For this reason, in the present invention, if the light receiving portions of the optical fibers 3, 4, 5 are made to protrude from the optical fiber head 2 by about 2 mm or more, even if the stagnation of the cooling air occurs at the end face of the optical fiber head 2, even if the optical fibers 3, 4, 5 are generated. , 5 are out of the stagnation, so that there is no adhesion of fine dust, and a decrease in the amount of received light due to the dust can be suppressed.

In addition, it is also possible to install a filter in the cooling air supply system to remove a small amount of fine dust contained in the cooling air.

〔The invention's effect〕

As described above, the present invention first forms the contraction portion at the opening of the tip of the second holding tube, so that dust of the combustion gas, oil droplets sprayed from the burner, etc. can be stored in the second holding tube containing the optical fiber head. Restrict entry into jurisdiction. By further protruding the tip of the optical fiber slightly from the optical fiber head, it is possible to prevent the fine dust adhering to the cooling air from adhering to the receiving surface and growing, thereby providing a reliable flame detection with high detection accuracy. An apparatus can be provided.
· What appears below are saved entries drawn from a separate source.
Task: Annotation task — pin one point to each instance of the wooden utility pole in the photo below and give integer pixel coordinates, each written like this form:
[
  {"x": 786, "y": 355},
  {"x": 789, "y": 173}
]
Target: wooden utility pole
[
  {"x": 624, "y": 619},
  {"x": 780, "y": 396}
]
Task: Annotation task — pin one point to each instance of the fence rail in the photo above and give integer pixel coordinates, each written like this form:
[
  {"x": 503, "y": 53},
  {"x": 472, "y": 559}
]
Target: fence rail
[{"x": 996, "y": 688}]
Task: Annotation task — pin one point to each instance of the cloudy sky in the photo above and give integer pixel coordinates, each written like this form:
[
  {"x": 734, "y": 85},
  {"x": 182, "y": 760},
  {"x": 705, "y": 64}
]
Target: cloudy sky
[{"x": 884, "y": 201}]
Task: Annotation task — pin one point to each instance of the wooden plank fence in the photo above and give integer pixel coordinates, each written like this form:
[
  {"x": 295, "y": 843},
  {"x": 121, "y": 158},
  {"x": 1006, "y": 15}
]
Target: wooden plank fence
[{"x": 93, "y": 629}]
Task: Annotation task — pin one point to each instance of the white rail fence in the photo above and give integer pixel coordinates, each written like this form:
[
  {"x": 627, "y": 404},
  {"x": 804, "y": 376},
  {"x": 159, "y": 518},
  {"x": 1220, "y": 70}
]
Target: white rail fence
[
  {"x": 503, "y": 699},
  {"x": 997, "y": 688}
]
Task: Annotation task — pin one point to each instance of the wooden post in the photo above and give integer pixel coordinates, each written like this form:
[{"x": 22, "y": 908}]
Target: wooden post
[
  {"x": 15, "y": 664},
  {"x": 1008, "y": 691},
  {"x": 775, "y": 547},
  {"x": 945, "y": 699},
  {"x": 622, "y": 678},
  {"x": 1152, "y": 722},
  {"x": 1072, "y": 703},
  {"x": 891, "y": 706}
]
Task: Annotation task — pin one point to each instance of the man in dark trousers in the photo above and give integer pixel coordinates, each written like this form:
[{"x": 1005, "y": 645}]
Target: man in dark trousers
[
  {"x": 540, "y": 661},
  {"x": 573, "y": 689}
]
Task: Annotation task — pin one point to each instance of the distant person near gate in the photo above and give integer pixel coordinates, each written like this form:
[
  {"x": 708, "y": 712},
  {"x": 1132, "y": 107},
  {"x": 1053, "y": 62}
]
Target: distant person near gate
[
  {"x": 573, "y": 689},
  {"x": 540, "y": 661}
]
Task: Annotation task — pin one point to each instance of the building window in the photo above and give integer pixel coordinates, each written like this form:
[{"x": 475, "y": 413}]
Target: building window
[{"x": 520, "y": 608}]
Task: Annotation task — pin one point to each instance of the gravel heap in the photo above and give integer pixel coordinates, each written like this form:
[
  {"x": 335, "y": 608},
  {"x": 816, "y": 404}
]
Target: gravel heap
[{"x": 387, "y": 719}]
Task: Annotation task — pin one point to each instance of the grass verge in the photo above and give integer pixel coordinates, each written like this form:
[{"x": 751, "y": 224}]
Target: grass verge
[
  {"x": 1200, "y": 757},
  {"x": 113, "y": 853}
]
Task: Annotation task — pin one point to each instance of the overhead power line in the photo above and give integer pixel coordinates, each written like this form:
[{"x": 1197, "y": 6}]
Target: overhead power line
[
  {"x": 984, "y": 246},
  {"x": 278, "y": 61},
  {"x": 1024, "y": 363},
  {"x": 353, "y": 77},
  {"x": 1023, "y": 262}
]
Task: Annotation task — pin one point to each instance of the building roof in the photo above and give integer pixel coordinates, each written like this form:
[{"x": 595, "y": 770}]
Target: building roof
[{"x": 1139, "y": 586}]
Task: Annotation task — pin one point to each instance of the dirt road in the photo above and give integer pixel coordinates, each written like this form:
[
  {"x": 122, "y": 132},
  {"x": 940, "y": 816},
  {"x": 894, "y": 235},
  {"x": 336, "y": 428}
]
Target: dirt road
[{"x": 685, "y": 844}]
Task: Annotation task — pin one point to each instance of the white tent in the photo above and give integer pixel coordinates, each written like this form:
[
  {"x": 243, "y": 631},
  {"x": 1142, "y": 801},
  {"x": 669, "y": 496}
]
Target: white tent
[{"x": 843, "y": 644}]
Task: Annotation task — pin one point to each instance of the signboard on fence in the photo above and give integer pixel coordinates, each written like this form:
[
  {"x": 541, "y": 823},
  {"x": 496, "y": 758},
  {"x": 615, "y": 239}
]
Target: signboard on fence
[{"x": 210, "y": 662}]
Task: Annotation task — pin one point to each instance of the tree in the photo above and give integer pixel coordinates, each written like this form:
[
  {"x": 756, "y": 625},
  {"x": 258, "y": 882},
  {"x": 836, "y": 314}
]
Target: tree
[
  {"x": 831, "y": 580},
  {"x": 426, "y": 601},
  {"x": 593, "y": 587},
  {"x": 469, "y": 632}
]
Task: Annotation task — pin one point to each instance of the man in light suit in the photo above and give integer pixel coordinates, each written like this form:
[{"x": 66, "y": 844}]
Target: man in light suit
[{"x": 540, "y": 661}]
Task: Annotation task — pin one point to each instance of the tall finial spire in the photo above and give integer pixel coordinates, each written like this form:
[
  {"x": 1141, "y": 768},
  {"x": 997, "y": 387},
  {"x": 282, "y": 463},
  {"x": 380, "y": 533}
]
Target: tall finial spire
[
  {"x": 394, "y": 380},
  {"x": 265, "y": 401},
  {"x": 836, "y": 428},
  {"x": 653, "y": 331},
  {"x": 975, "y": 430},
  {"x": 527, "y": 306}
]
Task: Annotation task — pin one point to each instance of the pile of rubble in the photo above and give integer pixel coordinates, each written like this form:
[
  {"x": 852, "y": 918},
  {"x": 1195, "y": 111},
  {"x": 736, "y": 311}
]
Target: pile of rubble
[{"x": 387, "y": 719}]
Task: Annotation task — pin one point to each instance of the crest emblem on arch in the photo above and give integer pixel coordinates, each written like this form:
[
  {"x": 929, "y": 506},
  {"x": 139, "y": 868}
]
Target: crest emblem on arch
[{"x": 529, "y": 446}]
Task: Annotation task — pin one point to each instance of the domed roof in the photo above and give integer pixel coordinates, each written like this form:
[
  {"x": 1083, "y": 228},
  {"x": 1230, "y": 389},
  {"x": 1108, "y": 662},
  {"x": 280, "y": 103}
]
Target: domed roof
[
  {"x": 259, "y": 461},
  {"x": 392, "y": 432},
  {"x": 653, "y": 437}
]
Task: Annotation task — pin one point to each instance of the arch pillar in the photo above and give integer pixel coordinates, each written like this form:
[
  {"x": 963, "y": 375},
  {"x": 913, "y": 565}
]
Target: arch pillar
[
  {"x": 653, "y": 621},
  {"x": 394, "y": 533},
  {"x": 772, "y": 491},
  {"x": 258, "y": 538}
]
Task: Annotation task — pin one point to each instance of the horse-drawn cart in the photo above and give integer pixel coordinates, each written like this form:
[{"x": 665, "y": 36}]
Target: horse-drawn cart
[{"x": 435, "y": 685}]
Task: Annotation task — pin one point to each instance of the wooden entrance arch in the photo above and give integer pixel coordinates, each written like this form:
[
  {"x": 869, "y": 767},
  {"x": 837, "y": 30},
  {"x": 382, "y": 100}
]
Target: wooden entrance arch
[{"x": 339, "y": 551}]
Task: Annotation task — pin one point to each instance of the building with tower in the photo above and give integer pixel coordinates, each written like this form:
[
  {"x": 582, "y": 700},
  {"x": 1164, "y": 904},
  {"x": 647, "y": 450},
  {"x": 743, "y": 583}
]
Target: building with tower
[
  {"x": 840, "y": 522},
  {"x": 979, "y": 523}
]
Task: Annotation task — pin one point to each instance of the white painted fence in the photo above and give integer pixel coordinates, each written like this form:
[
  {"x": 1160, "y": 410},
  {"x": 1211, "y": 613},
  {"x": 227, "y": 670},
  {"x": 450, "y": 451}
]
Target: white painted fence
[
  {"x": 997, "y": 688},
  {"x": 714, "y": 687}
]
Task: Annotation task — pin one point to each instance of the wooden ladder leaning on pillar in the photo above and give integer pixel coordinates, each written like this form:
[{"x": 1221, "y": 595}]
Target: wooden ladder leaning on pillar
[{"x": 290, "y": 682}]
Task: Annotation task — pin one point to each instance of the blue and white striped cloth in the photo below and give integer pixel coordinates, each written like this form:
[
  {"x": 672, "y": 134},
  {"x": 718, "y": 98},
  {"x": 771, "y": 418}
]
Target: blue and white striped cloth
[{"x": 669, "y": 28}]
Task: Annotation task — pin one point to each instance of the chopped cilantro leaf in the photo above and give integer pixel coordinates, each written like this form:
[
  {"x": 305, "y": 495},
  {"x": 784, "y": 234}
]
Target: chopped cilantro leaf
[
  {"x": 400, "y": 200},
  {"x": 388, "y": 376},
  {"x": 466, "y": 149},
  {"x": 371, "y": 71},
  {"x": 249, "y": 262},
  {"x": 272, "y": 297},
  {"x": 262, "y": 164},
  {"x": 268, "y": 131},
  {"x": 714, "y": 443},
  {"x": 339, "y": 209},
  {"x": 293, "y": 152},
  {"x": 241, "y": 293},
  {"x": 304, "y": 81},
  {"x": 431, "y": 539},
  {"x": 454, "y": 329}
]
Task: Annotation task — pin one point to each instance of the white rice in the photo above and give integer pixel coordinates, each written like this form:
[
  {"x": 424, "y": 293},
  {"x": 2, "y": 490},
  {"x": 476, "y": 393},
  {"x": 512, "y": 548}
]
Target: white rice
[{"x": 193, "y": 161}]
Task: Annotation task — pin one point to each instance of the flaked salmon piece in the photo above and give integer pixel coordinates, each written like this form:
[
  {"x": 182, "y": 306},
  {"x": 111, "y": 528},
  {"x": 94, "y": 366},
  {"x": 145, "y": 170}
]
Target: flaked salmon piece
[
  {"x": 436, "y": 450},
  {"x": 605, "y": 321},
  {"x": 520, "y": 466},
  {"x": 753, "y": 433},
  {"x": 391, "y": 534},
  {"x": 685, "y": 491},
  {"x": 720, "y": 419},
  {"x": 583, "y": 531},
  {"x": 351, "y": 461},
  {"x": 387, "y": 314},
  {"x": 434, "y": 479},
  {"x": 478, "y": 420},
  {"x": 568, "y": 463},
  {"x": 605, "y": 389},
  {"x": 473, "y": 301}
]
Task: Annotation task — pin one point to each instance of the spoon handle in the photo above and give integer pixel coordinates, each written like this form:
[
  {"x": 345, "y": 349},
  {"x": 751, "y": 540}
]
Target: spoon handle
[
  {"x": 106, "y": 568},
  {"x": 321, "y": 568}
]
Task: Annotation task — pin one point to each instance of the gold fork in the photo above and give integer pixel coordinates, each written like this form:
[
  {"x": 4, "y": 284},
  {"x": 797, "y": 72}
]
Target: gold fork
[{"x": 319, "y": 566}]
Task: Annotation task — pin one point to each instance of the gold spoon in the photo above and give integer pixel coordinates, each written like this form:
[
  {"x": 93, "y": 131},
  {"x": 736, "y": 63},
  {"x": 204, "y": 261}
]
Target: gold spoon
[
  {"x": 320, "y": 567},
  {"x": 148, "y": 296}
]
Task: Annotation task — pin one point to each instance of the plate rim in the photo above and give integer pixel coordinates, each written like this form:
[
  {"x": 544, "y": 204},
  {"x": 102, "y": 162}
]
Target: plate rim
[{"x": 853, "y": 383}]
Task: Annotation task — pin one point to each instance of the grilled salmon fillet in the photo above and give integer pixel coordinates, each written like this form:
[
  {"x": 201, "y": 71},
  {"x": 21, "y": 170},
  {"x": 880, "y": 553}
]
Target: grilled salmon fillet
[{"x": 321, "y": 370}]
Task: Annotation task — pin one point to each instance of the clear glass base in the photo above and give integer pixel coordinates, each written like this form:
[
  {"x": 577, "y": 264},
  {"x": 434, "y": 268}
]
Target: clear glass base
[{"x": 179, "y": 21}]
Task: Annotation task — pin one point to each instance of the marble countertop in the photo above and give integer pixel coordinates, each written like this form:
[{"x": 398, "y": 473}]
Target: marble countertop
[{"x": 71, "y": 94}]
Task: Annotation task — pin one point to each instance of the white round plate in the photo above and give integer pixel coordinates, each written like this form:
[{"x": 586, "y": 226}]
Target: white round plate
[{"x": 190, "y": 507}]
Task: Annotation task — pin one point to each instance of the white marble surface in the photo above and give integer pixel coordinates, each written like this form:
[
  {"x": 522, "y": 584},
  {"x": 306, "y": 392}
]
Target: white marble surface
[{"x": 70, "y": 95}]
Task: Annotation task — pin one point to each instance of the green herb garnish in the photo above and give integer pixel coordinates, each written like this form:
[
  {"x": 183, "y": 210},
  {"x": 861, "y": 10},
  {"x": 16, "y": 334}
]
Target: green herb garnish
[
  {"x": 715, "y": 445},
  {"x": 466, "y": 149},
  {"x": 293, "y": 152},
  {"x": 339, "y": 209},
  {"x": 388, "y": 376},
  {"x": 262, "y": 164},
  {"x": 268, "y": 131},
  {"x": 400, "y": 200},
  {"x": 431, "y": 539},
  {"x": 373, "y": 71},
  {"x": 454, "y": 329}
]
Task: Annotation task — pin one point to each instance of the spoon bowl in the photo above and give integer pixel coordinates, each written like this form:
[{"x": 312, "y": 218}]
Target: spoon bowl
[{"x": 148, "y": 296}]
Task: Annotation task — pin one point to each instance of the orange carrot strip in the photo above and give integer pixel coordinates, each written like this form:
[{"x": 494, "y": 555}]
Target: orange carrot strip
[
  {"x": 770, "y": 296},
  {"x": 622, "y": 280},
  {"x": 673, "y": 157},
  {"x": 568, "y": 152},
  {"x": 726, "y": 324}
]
[Brief description of the drawings]

FIGS. 1 (a) and 1 (b) are a front view and a cross-sectional view of a light pipe tip according to an embodiment of the present invention, and FIGS. 2 (a) and 2 (b).
FIG. 2 is a front view and a cross-sectional view of a light pipe tip in a conventional flame detection device. 1 ... optical conduit, 2 ... optical fiber head, 3,4,5 ... optical fiber, 8 ... air distribution sleeve, 9 ... ceramics cover, 11 ... contraction nozzle, 12 ... cooling air, 13 ... …
Primary cooling air, 14 ... Secondary cooling air, 15 ... Projection.

Claims (1)

(57) [Claims] An optical fiber for introducing an optical signal from a flame is housed and held in an optical fiber head, and the optical fiber head is inserted and held in a first holding tube with a gap, and further, the first holding tube is connected to the first holding tube. A flame detecting light pipe inserted into and held in the second holding pipe with a gap, cooling air is supplied from the rear side of the light pipe, and the cooling air flows through the gap to form a light beam; In the flame detecting device which is ejected from an end of a conduit, a contraction portion is formed in an opening of a tip of the second holding tube, and a tip of the optical fiber is slightly protruded from the optical fiber head. Flame detector.